Offshore wind generation faces headwinds.

16 Oct 2023 News

The expansion of demand for wind energy is no more evident than in the European Union which is in the process of finalizing a legally binding requirement to produce 42.5% of energy from renewable sources by 2030. The current requirement is 32% but to meet the new target will require 420 gigawatts (GW) of wind energy including 103 GW offshore. This is more than double current capacity of 205 GW including an estimated 17 GW offshore.

Unfortunately, the rising cost of projects combined with supply chain delays is putting this and many other targets for wind energy at risk. So far this year, projects off the coasts of the UK, the Netherlands and Norway have been delayed or cancelled and a recent renewable energy auction in the UK failed to attract any interest at all.
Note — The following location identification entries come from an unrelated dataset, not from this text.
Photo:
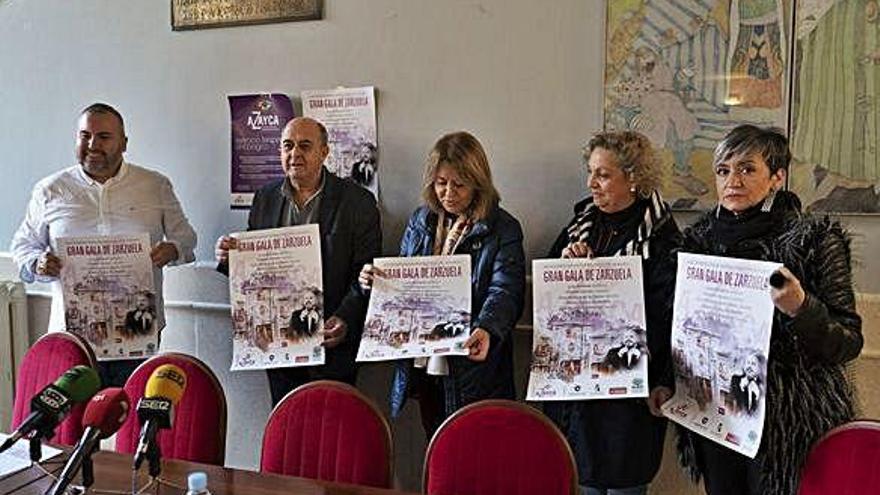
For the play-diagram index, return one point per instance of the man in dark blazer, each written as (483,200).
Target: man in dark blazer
(351,236)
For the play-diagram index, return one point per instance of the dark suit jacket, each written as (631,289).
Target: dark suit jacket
(138,326)
(351,236)
(300,326)
(741,397)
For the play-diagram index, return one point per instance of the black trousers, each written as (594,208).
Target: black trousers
(726,472)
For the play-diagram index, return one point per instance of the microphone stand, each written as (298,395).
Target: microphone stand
(35,448)
(88,471)
(154,458)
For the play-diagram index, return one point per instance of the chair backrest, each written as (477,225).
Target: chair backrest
(46,360)
(496,447)
(329,431)
(846,461)
(198,431)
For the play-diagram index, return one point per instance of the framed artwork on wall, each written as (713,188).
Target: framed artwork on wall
(685,72)
(835,118)
(201,14)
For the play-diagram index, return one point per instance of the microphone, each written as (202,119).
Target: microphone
(777,280)
(156,410)
(53,403)
(104,414)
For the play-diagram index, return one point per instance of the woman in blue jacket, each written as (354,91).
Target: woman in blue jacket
(461,216)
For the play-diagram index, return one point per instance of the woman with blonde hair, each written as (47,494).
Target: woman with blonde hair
(461,215)
(618,443)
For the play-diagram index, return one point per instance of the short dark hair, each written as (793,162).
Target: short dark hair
(104,109)
(746,139)
(322,129)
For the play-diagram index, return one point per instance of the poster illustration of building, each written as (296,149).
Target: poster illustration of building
(590,337)
(350,117)
(276,296)
(721,325)
(109,294)
(256,122)
(421,307)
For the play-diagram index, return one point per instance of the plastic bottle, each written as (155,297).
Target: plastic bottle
(197,484)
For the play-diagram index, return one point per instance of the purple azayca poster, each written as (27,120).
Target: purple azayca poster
(256,124)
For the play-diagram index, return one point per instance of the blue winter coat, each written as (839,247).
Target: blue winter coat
(497,286)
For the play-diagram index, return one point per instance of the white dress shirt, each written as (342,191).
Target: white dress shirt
(69,203)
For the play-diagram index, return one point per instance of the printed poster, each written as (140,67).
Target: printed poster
(350,117)
(109,296)
(589,329)
(422,307)
(721,326)
(277,298)
(256,123)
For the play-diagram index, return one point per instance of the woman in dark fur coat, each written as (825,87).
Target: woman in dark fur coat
(816,330)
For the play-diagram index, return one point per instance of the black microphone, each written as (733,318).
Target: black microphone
(103,416)
(52,404)
(163,390)
(777,280)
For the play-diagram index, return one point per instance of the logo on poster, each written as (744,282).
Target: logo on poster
(256,121)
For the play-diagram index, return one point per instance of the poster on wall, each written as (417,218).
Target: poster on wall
(686,73)
(590,338)
(109,294)
(276,296)
(256,124)
(835,123)
(421,307)
(350,117)
(721,325)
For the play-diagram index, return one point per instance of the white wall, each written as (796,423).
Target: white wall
(523,76)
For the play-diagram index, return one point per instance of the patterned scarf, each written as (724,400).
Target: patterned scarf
(450,231)
(656,214)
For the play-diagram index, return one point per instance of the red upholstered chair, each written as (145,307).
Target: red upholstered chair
(46,360)
(496,447)
(846,461)
(198,432)
(329,431)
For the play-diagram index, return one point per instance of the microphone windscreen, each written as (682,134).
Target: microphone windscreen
(80,383)
(167,381)
(107,410)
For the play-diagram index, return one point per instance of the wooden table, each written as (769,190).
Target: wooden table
(113,472)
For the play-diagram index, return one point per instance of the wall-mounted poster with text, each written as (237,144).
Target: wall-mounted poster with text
(256,124)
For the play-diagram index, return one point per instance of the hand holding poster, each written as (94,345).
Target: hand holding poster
(421,307)
(589,329)
(276,294)
(109,296)
(721,326)
(350,117)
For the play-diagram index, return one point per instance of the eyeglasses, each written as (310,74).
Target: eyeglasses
(745,171)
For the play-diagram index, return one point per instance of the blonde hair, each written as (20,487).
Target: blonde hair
(461,152)
(634,155)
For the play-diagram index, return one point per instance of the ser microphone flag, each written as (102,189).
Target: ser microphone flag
(156,409)
(52,404)
(104,415)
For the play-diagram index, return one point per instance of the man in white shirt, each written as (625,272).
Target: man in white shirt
(103,195)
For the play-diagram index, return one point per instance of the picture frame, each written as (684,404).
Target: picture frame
(206,14)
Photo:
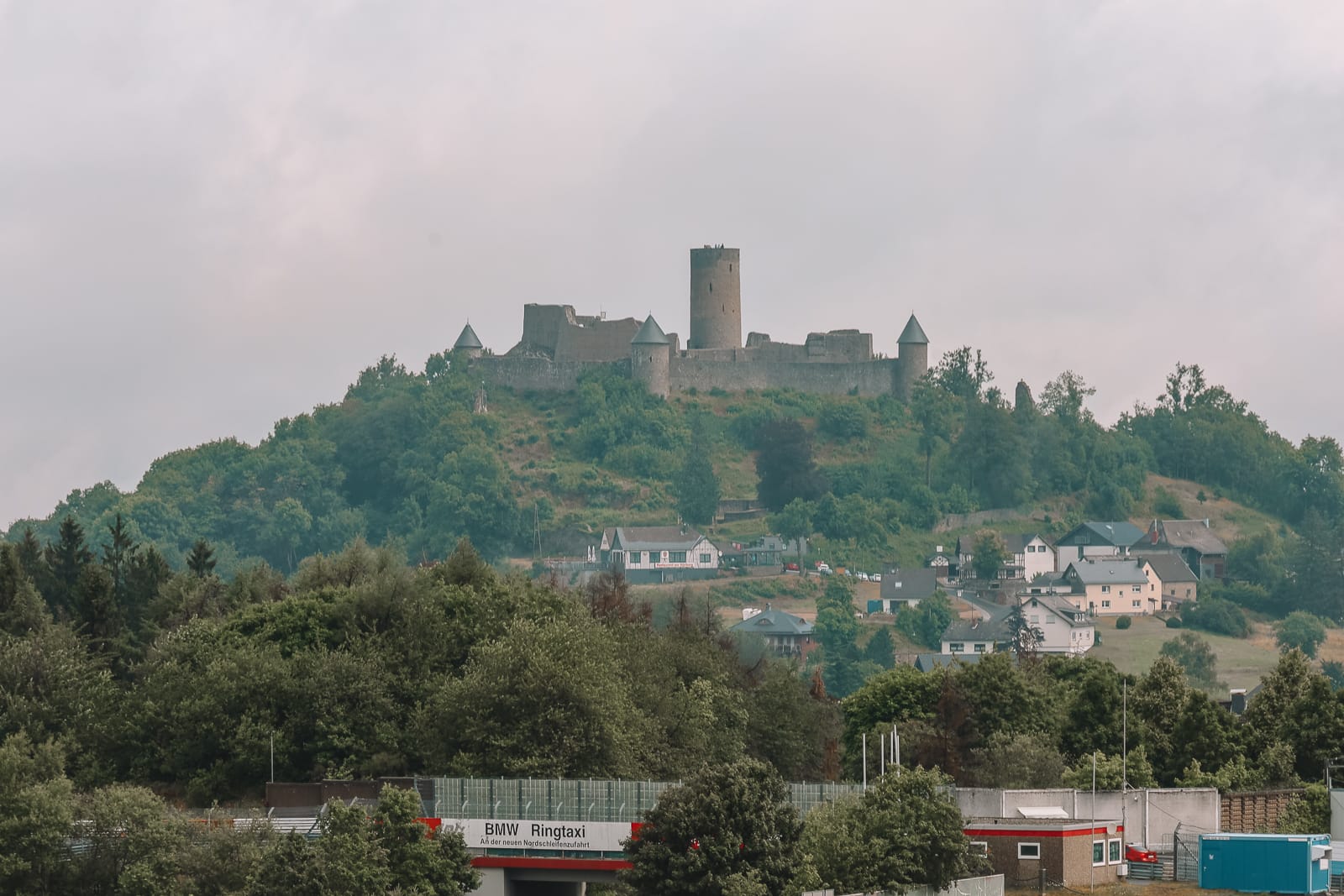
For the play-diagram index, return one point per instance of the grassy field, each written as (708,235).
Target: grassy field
(1241,661)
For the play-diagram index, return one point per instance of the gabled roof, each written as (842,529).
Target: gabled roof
(651,333)
(654,537)
(1120,571)
(913,333)
(1169,569)
(909,584)
(468,338)
(1072,616)
(774,622)
(1184,533)
(1119,533)
(931,661)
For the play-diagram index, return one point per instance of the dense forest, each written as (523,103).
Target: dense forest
(154,645)
(402,458)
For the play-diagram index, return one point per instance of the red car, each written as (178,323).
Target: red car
(1136,855)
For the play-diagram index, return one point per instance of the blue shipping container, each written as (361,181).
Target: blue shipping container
(1265,862)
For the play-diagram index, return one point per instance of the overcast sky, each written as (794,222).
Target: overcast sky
(214,215)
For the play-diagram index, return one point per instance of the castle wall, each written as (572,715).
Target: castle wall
(601,342)
(870,378)
(535,374)
(557,331)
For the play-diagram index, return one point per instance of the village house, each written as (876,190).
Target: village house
(1028,557)
(784,633)
(1175,580)
(1062,626)
(654,555)
(1196,544)
(1117,586)
(904,589)
(1097,539)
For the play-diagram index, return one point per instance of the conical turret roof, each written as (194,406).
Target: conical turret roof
(913,333)
(468,338)
(651,333)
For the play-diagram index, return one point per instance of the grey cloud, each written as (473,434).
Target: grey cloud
(212,217)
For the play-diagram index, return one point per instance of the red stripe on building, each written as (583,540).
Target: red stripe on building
(557,862)
(1041,832)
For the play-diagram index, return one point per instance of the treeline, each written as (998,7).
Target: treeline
(360,665)
(120,839)
(403,457)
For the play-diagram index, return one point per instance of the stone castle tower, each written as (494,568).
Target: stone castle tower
(651,359)
(914,358)
(716,298)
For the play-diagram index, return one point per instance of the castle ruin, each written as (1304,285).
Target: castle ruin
(558,345)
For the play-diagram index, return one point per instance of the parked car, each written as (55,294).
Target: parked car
(1136,855)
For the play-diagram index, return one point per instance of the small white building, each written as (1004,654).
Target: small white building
(652,555)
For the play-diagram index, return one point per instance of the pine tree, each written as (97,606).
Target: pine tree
(66,559)
(118,557)
(202,559)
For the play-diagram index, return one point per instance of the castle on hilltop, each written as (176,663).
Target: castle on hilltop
(558,345)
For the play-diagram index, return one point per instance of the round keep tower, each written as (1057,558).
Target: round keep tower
(913,359)
(716,298)
(651,359)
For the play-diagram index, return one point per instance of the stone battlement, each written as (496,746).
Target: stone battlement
(559,344)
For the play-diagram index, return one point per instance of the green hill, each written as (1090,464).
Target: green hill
(405,457)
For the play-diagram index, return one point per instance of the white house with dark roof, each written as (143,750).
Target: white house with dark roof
(784,633)
(1028,557)
(1112,586)
(1063,627)
(906,587)
(652,555)
(1176,582)
(1097,539)
(1196,544)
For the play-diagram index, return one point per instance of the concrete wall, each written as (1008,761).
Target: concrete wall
(873,378)
(1151,815)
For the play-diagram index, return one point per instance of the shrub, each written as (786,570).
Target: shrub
(1218,617)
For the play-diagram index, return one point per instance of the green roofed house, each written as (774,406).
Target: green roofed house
(784,633)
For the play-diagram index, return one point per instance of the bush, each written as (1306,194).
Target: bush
(1218,617)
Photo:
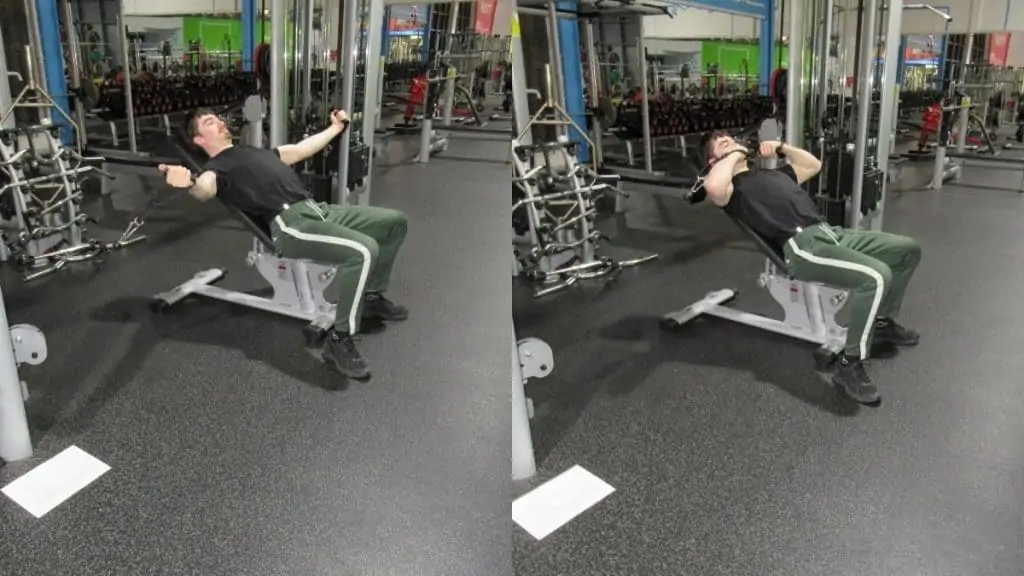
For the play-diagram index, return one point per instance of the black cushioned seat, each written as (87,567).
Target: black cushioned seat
(195,159)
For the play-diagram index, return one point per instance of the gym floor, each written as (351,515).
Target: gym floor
(230,452)
(730,455)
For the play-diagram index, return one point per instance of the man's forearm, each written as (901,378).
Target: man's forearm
(800,157)
(309,147)
(721,174)
(205,188)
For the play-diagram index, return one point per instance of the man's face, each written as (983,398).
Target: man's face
(210,129)
(720,148)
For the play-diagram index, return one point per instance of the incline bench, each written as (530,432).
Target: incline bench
(298,284)
(808,309)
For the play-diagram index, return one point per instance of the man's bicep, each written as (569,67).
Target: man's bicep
(207,184)
(722,199)
(288,154)
(788,170)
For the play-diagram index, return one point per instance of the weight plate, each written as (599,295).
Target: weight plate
(606,112)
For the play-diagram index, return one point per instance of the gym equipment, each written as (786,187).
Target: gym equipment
(298,284)
(43,181)
(153,95)
(809,309)
(778,86)
(670,117)
(553,212)
(19,344)
(531,358)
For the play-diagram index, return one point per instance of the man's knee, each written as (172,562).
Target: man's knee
(909,248)
(881,279)
(912,250)
(398,222)
(359,252)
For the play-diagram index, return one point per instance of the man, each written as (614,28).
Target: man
(361,240)
(875,266)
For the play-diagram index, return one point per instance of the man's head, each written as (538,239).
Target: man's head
(207,130)
(716,145)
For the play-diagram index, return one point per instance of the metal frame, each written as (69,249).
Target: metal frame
(808,311)
(279,78)
(298,287)
(19,344)
(530,359)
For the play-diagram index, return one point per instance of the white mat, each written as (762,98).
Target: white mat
(557,501)
(49,484)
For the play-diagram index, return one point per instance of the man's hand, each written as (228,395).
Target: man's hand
(738,148)
(177,176)
(769,148)
(339,119)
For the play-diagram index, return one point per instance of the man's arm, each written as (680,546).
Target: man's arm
(804,164)
(293,154)
(718,184)
(205,188)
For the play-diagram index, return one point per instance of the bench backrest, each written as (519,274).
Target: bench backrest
(771,250)
(195,159)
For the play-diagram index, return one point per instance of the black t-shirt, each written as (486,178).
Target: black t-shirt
(772,203)
(256,181)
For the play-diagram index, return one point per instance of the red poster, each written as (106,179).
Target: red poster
(485,16)
(998,48)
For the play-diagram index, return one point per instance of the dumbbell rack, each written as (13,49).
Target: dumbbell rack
(46,232)
(560,245)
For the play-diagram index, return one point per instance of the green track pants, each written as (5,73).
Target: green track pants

It is also becoming clear that the offshore industry may not have the capacity to deliver on ambitious regulated targets.

A further complication is the size of new turbines, the latest being fitted with 110 metre blades and a capacity of 12 to 15 megawatts (MW). Unfortunately, the larger units are also coming with more technical issues, largely attributable to the weight they are carrying. While these issues are proving expensive to manufacturers and insurers, they are also resulting in caution from developers in responding to new seabed license auctions. Escalating project development costs and uncertain returns on investments, in addition to fierce competition from oil and gas companies seeking to diversify, are combining to make many projects financially unattractive.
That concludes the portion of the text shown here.